Problems in data management processes can lead to data loss and privacy exposure. In the medical context, this is vital, both in terms of security and data availability, which, in many cases, are obtained in an emergency [
16]. In this perspective, in the studies selected in this SLR, challenges are presented in the use of different methods, techniques, models, and methodologies related to data provenance through technological tools that can contribute to the provenance data management in HISs. It is important to emphasize the importance of managing provenance data in HISs, as they are sensitive and essential data for medical decision making, which, in fact, is one of the greatest motivations for carrying out this research. Consequently, the interoperability between HISs has also become one of the largest problems, especially in terms of health data security. In recent years, it has been shown that the secure exchange of medical information significantly benefits people’s life quality, improving their care and treatment. The interoperability of the entire healthcare ecosystem is a constant challenge, and even more with all the risks posed to the security of healthcare information [
17]. In this way, problems with interoperability, tracking, and security with regard to the management of provenance data in HISs are some of the points observed in this SLR study. Thus, this article aims to answer general and specific SLR questions, and it proposes a taxonomy related to the management of provenance data in HISs that contributes to further research in this area.
1.2. Contributions
The contributions of this SLR are as follows: (i) An SLR that focuses on different methods, techniques, models, and methodologies related to provenance data management in HISs, which takes into account the challenges, approaches, advantages, and used technologies; (ii) A presentation of the categories that stand out with the management of provenance data from HISs, such as storage, availability, traceability, confidentiality, integrity, authenticity, and auditability; (iii) A taxonomy is proposed considering the results of the SLR. The taxonomy proposed here presents a process for the provenance data management in HISs considering four dimensions: methods, techniques, models, and methodologies, as well as different types of HISs, computational technologies used for HISs, and international standards used in HISs; (iv) A preliminary analysis of technological tools and solutions was carried out focusing on the medical systems industry that contributes to the management of provenance data in HISs.
1.3. General Structure of the Work
This article is organized as follows:
Section 2 describes the background, and data provenance and HISs are conceptualized. In
Section 3, related works and the need for this SLR are highlighted. In
Section 4, we present the review methodology used to conduct the SLR and the backward and forward snowballing technique.
Section 5 presents the similarities of the selected studies by the SLR, along with the backward and forward snowballing technique. In
Section 6, the SLR report is presented.
Section 7 presents the proposed taxonomy for managing provenance data in HISs based on the results presented. In
Section 8, the data provenance in the medical systems industry is presented.
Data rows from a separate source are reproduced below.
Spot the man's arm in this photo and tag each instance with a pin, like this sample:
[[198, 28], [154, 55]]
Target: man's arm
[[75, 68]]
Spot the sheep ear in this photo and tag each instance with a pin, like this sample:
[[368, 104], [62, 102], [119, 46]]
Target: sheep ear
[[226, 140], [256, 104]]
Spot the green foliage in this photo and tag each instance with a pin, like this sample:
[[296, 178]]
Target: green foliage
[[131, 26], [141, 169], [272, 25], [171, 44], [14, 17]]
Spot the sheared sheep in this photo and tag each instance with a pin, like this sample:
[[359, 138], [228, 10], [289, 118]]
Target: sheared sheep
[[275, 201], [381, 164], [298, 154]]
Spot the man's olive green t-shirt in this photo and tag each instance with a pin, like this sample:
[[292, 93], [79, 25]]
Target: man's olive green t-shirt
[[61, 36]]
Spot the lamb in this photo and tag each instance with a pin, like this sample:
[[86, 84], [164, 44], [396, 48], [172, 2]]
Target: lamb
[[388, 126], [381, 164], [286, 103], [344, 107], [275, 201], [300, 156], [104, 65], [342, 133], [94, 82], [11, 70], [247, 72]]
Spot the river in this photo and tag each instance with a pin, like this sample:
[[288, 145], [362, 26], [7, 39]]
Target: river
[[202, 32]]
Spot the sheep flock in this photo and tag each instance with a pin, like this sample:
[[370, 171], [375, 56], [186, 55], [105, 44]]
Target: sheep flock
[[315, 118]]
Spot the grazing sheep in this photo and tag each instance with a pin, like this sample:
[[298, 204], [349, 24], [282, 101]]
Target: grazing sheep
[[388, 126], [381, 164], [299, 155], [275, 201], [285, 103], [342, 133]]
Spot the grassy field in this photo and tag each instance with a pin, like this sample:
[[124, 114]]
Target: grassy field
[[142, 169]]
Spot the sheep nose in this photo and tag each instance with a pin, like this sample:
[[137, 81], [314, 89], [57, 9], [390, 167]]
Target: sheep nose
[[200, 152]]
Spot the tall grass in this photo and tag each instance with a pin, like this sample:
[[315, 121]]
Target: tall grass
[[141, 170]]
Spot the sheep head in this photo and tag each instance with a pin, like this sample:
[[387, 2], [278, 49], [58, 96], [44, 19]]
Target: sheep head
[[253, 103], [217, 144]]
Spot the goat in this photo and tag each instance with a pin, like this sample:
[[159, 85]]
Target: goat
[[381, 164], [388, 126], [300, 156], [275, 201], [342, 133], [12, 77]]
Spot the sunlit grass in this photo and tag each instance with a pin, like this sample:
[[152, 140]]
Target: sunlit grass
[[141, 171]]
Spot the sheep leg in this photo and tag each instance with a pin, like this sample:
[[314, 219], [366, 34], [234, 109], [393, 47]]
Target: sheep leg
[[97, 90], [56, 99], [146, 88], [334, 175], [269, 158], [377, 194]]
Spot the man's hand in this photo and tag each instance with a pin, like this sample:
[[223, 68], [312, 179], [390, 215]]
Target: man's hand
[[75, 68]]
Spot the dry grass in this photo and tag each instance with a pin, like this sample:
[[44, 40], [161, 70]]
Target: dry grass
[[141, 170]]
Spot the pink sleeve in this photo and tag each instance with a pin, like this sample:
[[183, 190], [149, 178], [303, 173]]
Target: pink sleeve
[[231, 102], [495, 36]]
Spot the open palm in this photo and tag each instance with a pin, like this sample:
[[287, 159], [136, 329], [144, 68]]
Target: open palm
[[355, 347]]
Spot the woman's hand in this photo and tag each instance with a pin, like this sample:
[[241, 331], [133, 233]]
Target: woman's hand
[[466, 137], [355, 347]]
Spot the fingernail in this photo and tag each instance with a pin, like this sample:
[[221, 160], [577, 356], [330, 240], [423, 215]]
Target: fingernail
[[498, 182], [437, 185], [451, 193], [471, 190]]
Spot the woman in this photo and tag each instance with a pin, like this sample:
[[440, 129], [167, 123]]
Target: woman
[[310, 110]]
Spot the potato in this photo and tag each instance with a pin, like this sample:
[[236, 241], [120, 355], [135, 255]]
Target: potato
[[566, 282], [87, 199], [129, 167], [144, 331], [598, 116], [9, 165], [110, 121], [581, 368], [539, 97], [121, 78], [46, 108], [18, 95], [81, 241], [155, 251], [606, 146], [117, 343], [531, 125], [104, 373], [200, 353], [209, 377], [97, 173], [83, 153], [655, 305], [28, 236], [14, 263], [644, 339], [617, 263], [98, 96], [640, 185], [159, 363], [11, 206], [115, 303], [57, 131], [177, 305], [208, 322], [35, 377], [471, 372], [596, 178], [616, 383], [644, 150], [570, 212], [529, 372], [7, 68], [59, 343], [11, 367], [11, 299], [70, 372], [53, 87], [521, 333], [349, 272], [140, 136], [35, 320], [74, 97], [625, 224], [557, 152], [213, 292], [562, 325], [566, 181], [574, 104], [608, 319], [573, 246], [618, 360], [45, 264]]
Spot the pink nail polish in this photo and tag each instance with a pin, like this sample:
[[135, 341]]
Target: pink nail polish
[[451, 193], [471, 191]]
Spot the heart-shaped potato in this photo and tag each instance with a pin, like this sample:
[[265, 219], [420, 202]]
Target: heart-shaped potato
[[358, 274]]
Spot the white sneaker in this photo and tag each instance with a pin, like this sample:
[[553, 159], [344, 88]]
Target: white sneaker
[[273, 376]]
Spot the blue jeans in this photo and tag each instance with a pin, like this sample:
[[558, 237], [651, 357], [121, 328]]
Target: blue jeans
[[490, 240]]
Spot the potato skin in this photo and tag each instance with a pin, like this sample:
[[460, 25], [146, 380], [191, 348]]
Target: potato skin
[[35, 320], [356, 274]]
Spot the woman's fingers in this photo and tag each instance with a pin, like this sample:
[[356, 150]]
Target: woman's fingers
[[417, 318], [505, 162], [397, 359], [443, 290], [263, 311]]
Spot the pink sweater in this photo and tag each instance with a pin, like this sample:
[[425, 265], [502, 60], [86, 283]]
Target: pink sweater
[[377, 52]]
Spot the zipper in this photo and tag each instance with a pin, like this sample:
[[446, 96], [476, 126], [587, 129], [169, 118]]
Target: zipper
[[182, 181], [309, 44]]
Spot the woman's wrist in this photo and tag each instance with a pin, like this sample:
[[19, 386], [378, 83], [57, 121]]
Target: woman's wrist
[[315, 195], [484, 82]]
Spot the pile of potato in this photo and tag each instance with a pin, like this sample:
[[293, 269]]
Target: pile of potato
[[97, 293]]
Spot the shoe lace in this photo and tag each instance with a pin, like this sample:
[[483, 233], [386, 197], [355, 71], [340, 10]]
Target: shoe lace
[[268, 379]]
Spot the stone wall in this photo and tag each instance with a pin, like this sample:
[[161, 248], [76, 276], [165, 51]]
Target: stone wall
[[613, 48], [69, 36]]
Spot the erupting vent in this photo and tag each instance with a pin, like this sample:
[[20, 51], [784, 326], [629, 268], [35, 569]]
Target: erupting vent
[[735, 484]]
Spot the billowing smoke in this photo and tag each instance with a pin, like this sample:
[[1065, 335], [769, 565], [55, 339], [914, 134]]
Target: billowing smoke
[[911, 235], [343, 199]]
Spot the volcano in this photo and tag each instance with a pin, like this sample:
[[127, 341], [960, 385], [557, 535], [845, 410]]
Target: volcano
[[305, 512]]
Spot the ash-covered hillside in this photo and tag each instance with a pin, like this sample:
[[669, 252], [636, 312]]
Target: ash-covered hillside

Furthermore, in
Section 9, threats to the validity are presented, followed by
Section 10, which discusses important open-issue points of this SLR. Finally, in
Section 11 and
Section 12, conclusions and future works are presented, respectively.
3. Related Works and the Need for This SLR
In the past, very limited research was published related to the management of provenance data in HISs. However, no dedicated and detailed study on an SLR can be found covering the processes and activities involved in managing provenance data in HISs, presenting the existing methods, techniques, models, and methodologies for management provenance data, in addition to the different types of HISs, or employed computational technologies and international standards that contribute to the successful management of provenance data in HISs.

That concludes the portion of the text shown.